Un po’ più tardi, verso le 14, un numero importante di persone si dirige verso boulevard Magenta e la folla, che si sta annoiando nella piazza, si mette progressivamente in marcia, integrando il corteo in via di costruzione.
La piazza è di già bloccata da tutte le parti, incominciamo così a marciare sul suo perimetro lasciato aperto al traffico delle macchine. Uno strano corteo si mette in movimento e gira attorno alla piazza, manifestando invano senza trovare un’uscita.

Dalle 14 ci ritroviamo accerchiati dagli sbirri. È impossibile lasciare la piazza dalle strade adiacenti, anche le uscite della metro sono state chiuse sotto richiesta del prefetto. Tutti quelli e quelle che hanno osato sfidare lo stato d’urgenza sono così rinchiusi in una gabbia all’aperto.
Iniziamo a scandire slogans contro la COP21 ed il suo mondo soffocante, contro lo stato d’emergenza che si abbatte su di noi, contro la polizia che ha assassinato Rémi Fraisse, che perpetua crimini razzisti. “Polizia ovunque, giustizia da nessuna parte !”, “Lo stato d’emergenza, lo stato di polizia, non ci impediranno di manifestare !” o ancora il sobrio “Libertà, libertà !” sono stati urlati a gran voce.

Così, dopo aver affrontato lo sbarramento della polizia situata all’entrata del boulevard Saint-Martin, della via du Temple ed anche del boulevard Voltaire, ci precipitiamo verso l’unica apertura della piazza, l’avenue de la République.
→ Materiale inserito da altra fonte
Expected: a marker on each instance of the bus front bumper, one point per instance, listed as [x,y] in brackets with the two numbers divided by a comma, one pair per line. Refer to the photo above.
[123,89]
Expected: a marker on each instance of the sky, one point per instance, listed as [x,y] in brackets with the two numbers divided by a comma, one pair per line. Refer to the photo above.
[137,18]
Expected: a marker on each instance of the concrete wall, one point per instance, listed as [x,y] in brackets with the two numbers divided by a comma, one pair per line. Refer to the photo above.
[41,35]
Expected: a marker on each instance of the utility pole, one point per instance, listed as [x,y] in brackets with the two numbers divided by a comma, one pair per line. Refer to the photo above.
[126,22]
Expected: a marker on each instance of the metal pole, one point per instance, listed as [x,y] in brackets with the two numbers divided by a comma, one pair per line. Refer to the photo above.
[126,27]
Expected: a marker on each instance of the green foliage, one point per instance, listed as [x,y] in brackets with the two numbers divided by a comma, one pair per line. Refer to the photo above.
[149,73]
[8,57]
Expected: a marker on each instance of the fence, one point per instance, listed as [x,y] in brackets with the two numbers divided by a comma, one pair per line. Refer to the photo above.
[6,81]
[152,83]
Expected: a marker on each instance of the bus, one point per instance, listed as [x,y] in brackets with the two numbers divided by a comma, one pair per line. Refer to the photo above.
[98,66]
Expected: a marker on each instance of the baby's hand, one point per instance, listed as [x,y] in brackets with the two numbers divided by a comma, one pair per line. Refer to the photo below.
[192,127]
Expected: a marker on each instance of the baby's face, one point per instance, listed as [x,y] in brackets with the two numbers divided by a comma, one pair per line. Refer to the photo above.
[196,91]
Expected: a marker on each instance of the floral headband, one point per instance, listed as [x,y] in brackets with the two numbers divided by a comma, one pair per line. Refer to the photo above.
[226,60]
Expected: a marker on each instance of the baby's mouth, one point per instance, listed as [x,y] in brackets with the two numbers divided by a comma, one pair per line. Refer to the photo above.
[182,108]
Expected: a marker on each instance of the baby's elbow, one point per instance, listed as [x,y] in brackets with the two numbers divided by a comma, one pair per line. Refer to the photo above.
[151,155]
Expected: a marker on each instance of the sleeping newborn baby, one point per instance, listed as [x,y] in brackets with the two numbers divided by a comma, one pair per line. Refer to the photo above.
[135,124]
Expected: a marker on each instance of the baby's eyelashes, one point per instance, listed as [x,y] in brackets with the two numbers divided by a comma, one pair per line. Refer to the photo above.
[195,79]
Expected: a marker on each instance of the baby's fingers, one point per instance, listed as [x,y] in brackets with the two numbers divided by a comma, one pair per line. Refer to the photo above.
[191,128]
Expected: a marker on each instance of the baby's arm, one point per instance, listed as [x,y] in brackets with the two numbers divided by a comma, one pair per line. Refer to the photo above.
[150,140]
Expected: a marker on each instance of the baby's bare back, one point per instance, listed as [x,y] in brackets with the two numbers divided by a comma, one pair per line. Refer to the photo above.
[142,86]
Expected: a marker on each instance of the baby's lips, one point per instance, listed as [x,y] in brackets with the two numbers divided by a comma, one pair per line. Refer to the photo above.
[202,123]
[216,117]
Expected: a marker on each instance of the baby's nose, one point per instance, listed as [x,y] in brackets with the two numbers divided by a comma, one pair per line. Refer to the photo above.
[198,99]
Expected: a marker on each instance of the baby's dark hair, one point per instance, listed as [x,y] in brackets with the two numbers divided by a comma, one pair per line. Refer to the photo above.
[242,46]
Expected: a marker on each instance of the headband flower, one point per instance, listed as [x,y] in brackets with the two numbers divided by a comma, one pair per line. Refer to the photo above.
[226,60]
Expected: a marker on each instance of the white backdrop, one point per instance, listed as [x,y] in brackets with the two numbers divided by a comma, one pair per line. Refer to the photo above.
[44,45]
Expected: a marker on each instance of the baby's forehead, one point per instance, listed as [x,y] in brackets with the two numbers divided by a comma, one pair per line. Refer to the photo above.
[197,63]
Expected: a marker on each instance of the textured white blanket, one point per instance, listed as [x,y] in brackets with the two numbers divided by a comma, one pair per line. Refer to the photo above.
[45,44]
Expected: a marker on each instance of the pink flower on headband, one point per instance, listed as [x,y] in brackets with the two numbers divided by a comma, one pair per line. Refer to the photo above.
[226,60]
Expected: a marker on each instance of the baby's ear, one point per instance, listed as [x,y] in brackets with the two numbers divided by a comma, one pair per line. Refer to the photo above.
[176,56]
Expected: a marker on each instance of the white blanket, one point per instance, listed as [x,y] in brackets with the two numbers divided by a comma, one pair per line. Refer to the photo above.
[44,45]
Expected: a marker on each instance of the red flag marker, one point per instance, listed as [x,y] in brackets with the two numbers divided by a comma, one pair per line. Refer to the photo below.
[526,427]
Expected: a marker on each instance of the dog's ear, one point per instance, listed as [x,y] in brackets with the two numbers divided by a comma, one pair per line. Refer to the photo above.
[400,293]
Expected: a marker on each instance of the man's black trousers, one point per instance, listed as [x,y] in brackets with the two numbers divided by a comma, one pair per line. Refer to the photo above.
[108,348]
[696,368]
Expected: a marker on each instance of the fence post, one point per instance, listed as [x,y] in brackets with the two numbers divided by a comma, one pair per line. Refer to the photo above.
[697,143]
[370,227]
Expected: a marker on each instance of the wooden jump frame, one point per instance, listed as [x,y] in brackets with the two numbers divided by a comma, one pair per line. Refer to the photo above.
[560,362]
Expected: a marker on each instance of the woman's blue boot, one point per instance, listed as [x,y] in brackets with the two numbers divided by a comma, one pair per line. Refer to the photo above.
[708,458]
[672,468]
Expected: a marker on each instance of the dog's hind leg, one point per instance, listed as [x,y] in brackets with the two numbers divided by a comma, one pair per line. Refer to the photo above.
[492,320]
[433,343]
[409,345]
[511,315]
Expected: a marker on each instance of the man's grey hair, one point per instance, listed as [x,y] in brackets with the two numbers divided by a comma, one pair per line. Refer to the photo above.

La linea della polizia è presente anche lì. In un primo momento i manifestanti tentano di passare pacificamente, ma dopo pochi secondi sono arrivati i gas urticanti a soffocarci.

Dopo una decina di minuti di « scontri », durante i quali alcuni hanno tentato di superare la linea delle forze dell’ordine, le guardie hanno incominciato a spingere più forte ed a spruzzare ancora gas urticante contro chi era in prima linea. Finiamo così per riempire di nuovo la piazza e girare a vuoto.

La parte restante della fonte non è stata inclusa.